As I mentioned a while back I’ve been looking at incorporating some simple performance gains in the framework by following the advice given over at the Windows Server Performance Team Blog. Specifically the advice from part three of the “Designing Applications for High Performance” series of postings.

Whilst I’d done some quick and dirty tests with the FILE_SKIP_COMPLETION_PORT_ON_SUCCESS flag of SetFileCompletionNotificationModes() and all looked good I’m now working my way through my unit tests and adjusting them to work both when this option is enabled and when it’s not (completion dispatch changes somewhat when it’s enabled and my tests are invasive enough to notice this).

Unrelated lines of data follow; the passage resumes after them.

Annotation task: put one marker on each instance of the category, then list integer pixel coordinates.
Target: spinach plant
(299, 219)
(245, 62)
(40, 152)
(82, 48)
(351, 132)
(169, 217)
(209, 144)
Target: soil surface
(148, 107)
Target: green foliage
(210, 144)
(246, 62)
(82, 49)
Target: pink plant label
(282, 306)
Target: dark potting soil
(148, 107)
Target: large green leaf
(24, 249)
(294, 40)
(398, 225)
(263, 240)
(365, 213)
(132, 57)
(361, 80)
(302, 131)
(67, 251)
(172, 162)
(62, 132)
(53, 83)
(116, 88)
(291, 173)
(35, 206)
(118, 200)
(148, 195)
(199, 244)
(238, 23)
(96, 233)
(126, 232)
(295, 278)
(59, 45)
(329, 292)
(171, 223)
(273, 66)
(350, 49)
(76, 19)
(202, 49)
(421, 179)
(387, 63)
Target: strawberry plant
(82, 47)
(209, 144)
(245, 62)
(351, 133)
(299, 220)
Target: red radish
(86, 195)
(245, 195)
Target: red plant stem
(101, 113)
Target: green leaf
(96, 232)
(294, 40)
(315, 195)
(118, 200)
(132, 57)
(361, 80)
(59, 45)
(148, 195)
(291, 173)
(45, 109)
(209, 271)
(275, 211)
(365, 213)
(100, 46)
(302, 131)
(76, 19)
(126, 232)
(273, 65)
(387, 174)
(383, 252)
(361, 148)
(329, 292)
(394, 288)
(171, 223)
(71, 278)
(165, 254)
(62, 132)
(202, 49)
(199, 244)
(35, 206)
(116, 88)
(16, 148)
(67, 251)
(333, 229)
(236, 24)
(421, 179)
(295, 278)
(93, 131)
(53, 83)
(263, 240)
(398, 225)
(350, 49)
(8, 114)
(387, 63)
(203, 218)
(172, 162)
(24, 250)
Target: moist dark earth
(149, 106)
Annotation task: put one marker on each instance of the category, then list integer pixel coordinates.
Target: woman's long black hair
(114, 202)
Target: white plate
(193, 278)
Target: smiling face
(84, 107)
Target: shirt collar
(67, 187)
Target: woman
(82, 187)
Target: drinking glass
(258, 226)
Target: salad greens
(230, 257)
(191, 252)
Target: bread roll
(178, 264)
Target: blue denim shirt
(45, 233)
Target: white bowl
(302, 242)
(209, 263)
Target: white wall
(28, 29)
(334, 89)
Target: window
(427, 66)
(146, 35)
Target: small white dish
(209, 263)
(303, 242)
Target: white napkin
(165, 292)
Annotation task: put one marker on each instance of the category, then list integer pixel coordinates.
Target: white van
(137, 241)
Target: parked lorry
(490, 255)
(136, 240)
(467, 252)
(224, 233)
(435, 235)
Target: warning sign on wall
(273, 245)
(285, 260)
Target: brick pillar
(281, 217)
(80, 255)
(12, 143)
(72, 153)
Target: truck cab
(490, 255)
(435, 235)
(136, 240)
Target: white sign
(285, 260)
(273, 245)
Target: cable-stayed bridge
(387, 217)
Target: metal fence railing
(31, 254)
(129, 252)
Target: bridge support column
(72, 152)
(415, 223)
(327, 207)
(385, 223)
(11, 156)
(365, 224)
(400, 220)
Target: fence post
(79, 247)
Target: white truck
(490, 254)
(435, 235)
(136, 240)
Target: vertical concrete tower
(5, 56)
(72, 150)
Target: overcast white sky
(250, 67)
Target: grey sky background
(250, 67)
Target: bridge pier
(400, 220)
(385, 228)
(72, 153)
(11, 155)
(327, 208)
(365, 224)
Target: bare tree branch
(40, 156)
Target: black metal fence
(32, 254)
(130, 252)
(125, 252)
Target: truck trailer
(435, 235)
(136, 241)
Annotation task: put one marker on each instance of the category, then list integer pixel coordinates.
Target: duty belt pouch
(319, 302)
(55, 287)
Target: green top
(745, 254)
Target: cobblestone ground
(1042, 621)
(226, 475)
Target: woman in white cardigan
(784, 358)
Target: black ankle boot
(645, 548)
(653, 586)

I’ve come across a strangeness. I have a test which tests how the framework behaves when you attempt to read a datagram but you don’t supply a big enough buffer. When FILE_SKIP_COMPLETION_PORT_ON_SUCCESS is NOT enabled then I get an error from the I/O completion port; “More data is available”. However, when FILE_SKIP_COMPLETION_PORT_ON_SUCCESS IS enabled the read simply never completes; not even after the socket is closed…

It seems that everything works as expected if there is a read pending before the data arrives; I get the “More data is available” error as expected both when FILE_SKIP_COMPLETION_PORT_ON_SUCCESS is enabled and when it is not. However if there isn’t a read pending when the data arrives then if FILE_SKIP_COMPLETION_PORT_ON_SUCCESS is not enabled I’ll get the “More data” error when I post a read (the error completes though the IOCP and not directly from the call to WSARecv()) and this is as I’d expect, BUT if FILE_SKIP_COMPLETION_PORT_ON_SUCCESS is enabled then the read never completes, not even after the socket is closed…

I need to do some more investigation into this but right now it looks like a fairly serious issue for me and may mean that this performance improvement will NOT be enabled for datagram sockets in 6.2

Updated: 14/01/2010 - the guys over at the Windows Server Performance Blog have confirmed that this behaviour is their bug and not mine.

Updated: 04/04/2013 - it seems that this is now fixed in Windows 8.